Nein, da würde ich sofort zum Telefon greifen und etwas richtigstellen. Ich möchte grundsätzlich keine Polemik reinbringen. Und wenn mir das mal passieren sollte, wäre das echt schlecht.

Haben Mehmet Scholl und Oliver Kahn ihre Sache bei der WM gut gemacht?

Was ich gesehen habe, hat mir gut gefallen. Bei Mehmet ist mir schon aufgefallen, dass er sich nach der Sache mit Gomez geändert hat und ein bisschen vorsichtiger geworden ist.

Wie war es früher als Spieler für Sie, von TV-Experten kritisiert zu werden?

Mich hat genervt, wenn nicht meine Leistung in einem Spiel bewertet wurde, sondern alter Kram mit angesprochen wurde. So was wie "Tolle Parade, aber vor zwei Spielen hat der Lehmann total versagt." Aber als ich noch Spieler war, gab es das noch kaum, dass andere Fußballer im Fernsehen kommentiert haben. Bei Länderspielen gab es den Kloppo, aber sonst ...

... Günter Netzer?

Ja, mit dem hatte ich mal einen Austausch. Wir haben ein sehr gutes Verhältnis, aber er hat sich bei einem Konkurrenzkampf zwischen Oliver Kahn und mir meiner Meinung nach sehr einseitig für den Oliver ausgesprochen. Damit habe ich ihn später sehr sachlich konfrontiert.

Fand er gut?

Ich glaube, mit etwas Abstand fand er das auch gut. Ich habe es ja nicht in einer anmaßenden Art und Weise gemacht und ihn nicht beleidigt.

Wird es wohl schwierig, ehemalige Kollegen und Freunde zu kritisieren?
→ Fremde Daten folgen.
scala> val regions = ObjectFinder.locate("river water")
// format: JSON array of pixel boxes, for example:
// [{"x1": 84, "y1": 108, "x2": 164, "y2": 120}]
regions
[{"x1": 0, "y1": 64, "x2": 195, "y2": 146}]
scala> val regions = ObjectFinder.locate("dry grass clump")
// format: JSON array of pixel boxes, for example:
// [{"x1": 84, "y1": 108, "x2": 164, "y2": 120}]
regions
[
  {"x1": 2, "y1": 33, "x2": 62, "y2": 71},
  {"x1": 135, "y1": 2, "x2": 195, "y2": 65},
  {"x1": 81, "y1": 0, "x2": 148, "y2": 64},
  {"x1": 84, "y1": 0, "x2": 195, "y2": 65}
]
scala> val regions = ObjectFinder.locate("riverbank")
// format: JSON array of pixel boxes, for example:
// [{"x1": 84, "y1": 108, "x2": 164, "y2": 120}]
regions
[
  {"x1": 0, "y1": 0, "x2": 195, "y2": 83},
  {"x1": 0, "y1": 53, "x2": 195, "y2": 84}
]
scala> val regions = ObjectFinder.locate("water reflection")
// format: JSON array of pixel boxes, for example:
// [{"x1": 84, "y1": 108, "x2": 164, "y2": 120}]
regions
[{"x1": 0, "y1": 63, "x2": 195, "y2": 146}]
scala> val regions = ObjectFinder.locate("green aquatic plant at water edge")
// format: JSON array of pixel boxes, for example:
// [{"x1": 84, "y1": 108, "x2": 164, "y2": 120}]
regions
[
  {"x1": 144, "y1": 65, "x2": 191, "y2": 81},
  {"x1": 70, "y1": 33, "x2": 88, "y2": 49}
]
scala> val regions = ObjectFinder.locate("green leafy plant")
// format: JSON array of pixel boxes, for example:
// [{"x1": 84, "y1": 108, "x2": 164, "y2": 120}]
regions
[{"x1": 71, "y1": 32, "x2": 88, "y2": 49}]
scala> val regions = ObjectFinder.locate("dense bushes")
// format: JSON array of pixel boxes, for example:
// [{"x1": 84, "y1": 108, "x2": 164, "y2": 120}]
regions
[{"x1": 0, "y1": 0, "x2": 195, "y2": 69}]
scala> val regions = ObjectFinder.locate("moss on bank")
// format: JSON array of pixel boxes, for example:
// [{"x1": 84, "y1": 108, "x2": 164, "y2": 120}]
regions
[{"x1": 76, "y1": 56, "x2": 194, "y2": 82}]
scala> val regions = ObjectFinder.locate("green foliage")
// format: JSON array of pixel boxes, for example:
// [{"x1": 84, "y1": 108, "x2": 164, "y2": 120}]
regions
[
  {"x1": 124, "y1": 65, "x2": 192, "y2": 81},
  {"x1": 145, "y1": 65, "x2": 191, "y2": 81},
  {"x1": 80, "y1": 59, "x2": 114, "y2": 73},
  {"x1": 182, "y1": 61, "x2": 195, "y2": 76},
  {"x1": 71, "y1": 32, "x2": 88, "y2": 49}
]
Nein. Ich habe schon früher als Spieler heftig kritisiert, wenn jemand auf dem Platz nicht das gemacht hat, was er machen sollte. Da haben die Leute anfangs gesagt: "Was für ein Idiot." Bis sie gemerkt haben, dass ich das nur auf dem Spielfeld mache.

Bundestrainer Jogi Löw war auch Ihr Trainer. Ist es nicht merkwürdig, ihn jetzt öffentlich zu kritisieren?

Er kennt die Regeln: Er stellt Spieler auf, basierend auf ihrer Leistungsfähigkeit. Und wenn das nicht gut läuft, wird er kritisiert. Damit muss er klarkommen.

Sie haben einen Trainerschein und waren als Manager im Gespräch. Wie passt der TV-Job in Ihre Karrierepläne?

Sehr gut. Ich bin eigentlich davon ausgegangen, dass ich schon diese Saison wieder zurück in den Fußball gehe. Das hat sich für mich als nicht so optimal herausgestellt. Aber ich könnte mir schon vorstellen, bei den Länderspielen vor der Kamera zu stehen und zusätzlich in einem Verein zu arbeiten.

Werden Sie dann wieder mit dem berühmten Hubschrauber anreisen?

Nein, ich werde dann vor Ort wohnen.